内容:
1、Job Stage划分算法解密;
2、Task最佳位置算法实现解密;
为什么要讲这两点:
1、Spark算子是链式的,计算首先Stage划分,划分好了之后才计算
2、Spark 追求最大化数据本地行,追求数据最大化的在内存中
==========Job Stage划分算法解密============
1、Spark Application中可以因为不同的Action触发众多的Job,也就是说一个Application中可以有很多Job,每个Job是由一个或者多个Stage构成的,后面的Stage依赖于前面的Stage,也就是说只有前面依赖的Stage计算完毕后,后面的Stage才会运行;
2、Stage划分的一句就是宽依赖,什么时候产生宽依赖?例如reduceByKey、groupByKey、saveAsTextFile等;
3、由Action(例如collect)导致了SparkContext的runJob的执行,最终导致了DAGScheduler中的submitJob执行,其核心是通过发送一个case class JobSubmitted给eventProcessLoop,其中JobSubmitted 源码如下;
/** A result-yielding job was submitted on a target RDD */
private[scheduler] case class JobSubmitted(
jobId: Int,
finalRDD: RDD[_],
func: (TaskContext, Iterator[_]) => _,
partitions: Array[Int],
callSite: CallSite,
listener: JobListener,
properties: Properties = null)
extends DAGSchedulerEvent
eventProcessLoop是DAGSchedulerEventProcesssLoop的具体实例,而DAGSchedulerEventProcesssLoop是EventLoop的子类,具体实现EventLoop的onReceive方法,onReceive方法转过来回调doOnReceive
private[scheduler] class DAGSchedulerEventProcessLoop(dagScheduler: DAGScheduler)

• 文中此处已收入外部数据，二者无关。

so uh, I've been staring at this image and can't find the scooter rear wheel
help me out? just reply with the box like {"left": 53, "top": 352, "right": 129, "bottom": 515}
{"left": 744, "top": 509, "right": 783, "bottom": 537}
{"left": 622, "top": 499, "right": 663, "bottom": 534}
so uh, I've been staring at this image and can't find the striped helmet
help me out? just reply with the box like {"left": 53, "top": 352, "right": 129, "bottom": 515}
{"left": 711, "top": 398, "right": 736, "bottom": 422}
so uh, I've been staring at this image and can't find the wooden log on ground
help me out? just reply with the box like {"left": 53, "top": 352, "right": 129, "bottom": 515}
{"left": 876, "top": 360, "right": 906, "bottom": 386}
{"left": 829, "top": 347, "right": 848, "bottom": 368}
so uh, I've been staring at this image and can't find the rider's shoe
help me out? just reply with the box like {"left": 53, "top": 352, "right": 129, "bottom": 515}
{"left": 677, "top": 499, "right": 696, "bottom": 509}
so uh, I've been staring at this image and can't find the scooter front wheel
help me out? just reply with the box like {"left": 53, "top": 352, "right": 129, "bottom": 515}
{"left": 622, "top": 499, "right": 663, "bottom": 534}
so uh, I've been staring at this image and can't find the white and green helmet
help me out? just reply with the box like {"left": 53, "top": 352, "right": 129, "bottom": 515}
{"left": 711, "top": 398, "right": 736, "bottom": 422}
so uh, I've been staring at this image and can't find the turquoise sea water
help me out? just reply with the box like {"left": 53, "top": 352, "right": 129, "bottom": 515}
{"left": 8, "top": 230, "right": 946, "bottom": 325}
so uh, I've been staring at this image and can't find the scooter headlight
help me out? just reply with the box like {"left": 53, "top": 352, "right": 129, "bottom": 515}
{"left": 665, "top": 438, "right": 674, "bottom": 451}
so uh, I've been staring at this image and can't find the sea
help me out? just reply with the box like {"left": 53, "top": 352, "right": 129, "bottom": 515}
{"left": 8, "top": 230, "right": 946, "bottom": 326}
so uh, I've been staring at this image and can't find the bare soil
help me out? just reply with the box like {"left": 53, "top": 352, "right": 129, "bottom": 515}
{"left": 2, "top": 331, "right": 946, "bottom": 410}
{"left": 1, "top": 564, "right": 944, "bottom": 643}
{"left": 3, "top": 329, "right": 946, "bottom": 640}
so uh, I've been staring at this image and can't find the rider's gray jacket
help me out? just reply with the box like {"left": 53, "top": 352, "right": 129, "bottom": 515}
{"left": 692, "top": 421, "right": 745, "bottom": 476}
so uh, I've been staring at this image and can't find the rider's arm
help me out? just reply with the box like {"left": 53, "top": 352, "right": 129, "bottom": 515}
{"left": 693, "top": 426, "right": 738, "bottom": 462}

extends EventLoop[DAGSchedulerEvent]("dag-scheduler-event-loop") with Logging {
private[this] val timer = dagScheduler.metricsSource.messageProcessingTimer
/**
* The main event loop of the DAG scheduler.
*/
override def onReceive(event: DAGSchedulerEvent): Unit = {
val timerContext = timer.time()
try {
doOnReceive(event)
} finally {
timerContext.stop()
}
}
private def doOnReceive(event: DAGSchedulerEvent): Unit = event match {
case JobSubmitted(jobId, rdd, func, partitions, callSite, listener, properties) =>
dagScheduler.handleJobSubmitted(jobId, rdd, func, partitions, callSite, listener, properties)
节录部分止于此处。